This version is still in development and is not considered stable yet. For the latest snapshot version, please use Spring AI 1.0.0-SNAPSHOT! |
Evaluation Testing
Testing AI applications requires evaluating the generated content to ensure the AI model has not produced a hallucinated response.
One method to evaluate the response is to use the AI model itself for evaluation. Select the best AI model for the evaluation, which may not be the same model used to generate the response.
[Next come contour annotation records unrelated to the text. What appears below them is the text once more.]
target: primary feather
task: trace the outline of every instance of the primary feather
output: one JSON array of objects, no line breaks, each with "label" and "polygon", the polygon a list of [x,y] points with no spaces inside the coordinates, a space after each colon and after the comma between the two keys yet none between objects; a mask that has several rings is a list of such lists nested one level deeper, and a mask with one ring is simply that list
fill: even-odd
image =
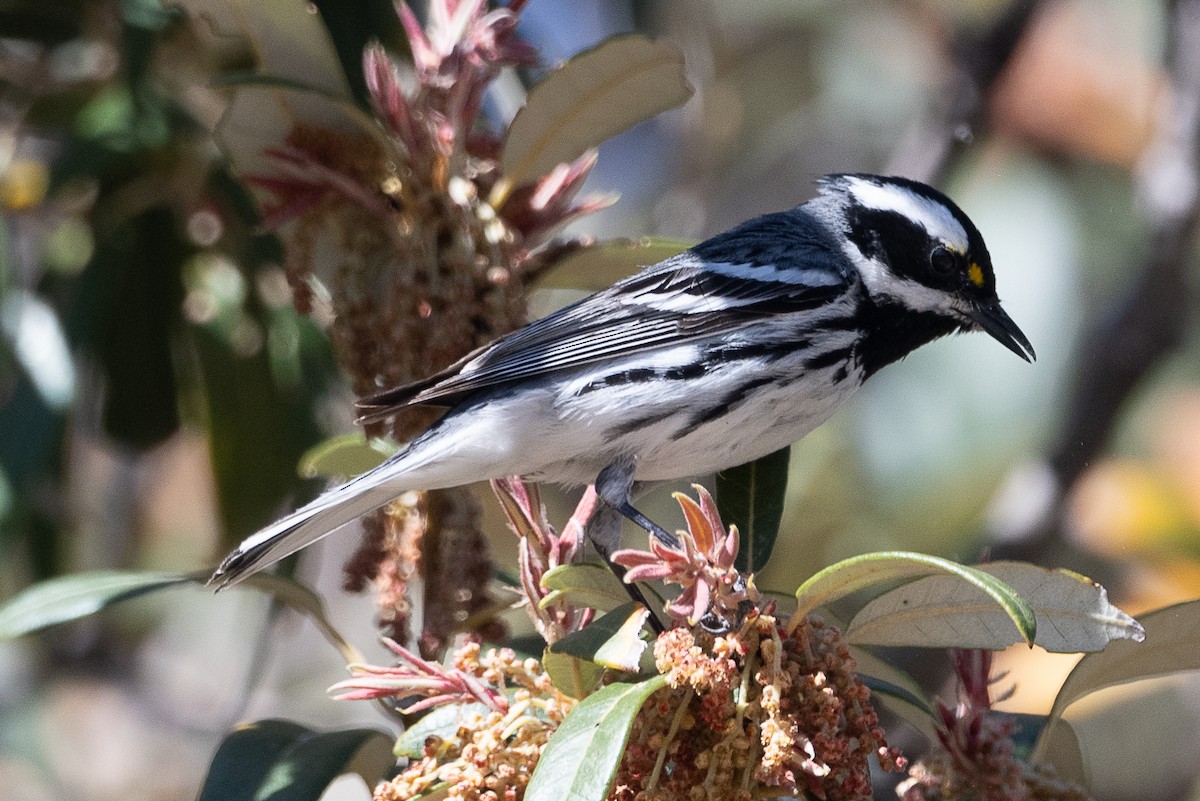
[{"label": "primary feather", "polygon": [[[961,275],[935,271],[930,248],[954,248]],[[979,327],[1032,355],[1000,311],[966,216],[904,179],[830,176],[802,206],[364,398],[364,422],[414,404],[450,410],[378,468],[248,538],[214,580],[236,582],[410,489],[509,475],[588,483],[618,462],[654,481],[748,462],[804,436],[883,365]]]}]

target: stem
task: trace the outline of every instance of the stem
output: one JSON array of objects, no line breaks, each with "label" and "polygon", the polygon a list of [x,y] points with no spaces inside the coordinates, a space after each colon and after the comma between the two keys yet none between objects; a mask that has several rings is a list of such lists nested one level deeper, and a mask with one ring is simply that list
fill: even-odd
[{"label": "stem", "polygon": [[679,701],[679,709],[676,710],[674,717],[671,718],[671,728],[667,729],[666,740],[662,741],[662,747],[659,748],[659,758],[654,760],[654,771],[650,773],[650,781],[646,784],[647,791],[652,791],[659,785],[659,775],[662,772],[662,765],[667,760],[667,748],[674,741],[677,734],[679,734],[679,727],[683,724],[683,716],[688,712],[688,706],[691,704],[691,699],[696,695],[696,691],[688,688],[684,693],[683,700]]}]

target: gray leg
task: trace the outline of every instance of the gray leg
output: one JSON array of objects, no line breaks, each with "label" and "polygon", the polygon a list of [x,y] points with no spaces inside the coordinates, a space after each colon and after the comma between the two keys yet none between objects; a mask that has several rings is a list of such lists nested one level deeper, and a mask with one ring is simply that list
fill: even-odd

The Spring AI interface for evaluating responses is Evaluator
, defined as:
@FunctionalInterface
public interface Evaluator {
EvaluationResponse evaluate(EvaluationRequest evaluationRequest);
}
The input to the evaluation is the EvaluationRequest
defined as
public class EvaluationRequest {
private final String userText;
private final List<Content> dataList;
private final String responseContent;
public EvaluationRequest(String userText, List<Content> dataList, String responseContent) {
this.userText = userText;
this.dataList = dataList;
this.responseContent = responseContent;
}
...
}
-
userText
: The raw input from the user as aString
-
dataList
: Contextual data, such as from Retrieval Augmented Generation, appended to the raw input. -
responseContent
: The AI model’s response content as aString
RelevancyEvaluator
One implementation is the RelevancyEvaluator
, which uses the AI model for evaluation. More implementations will be available in future releases.
The RelevancyEvaluator
uses the input (userText
) and the AI model’s output (chatResponse
) to ask the question:
Your task is to evaluate if the response for the query
is in line with the context information provided.\n
You have two options to answer. Either YES/ NO.\n
Answer - YES, if the response for the query
is in line with context information otherwise NO.\n
Query: \n {query}\n
Response: \n {response}\n
Context: \n {context}\n
Answer: "
Here is an example of a JUnit test that performs a RAG query over a PDF document loaded into a Vector Store and then evaluates if the response is relevant to the user text.
@Test
void testEvaluation() {
dataController.delete();
dataController.load();
String userText = "What is the purpose of Carina?";
ChatResponse response = ChatClient.builder(chatModel)
.build().prompt()
.advisors(new QuestionAnswerAdvisor(vectorStore, SearchRequest.defaults()))
.user(userText)
.call()
.chatResponse();
String responseContent = response.getResult().getOutput().getContent();
var relevancyEvaluator = new RelevancyEvaluator(ChatClient.builder(chatModel));
EvaluationRequest evaluationRequest = new EvaluationRequest(userText,
(List<Content>) response.getMetadata().get(QuestionAnswerAdvisor.RETRIEVED_DOCUMENTS), responseContent);
EvaluationResponse evaluationResponse = relevancyEvaluator.evaluate(evaluationRequest);
assertTrue(evaluationResponse.isPass(), "Response is not relevant to the question");
}
The code above is from the example application located here.
FactCheckingEvaluator
The FactCheckingEvaluator is another implementation of the Evaluator interface, designed to assess the factual accuracy of AI-generated responses against provided context. This evaluator helps detect and reduce hallucinations in AI outputs by verifying if a given statement (claim) is logically supported by the provided context (document).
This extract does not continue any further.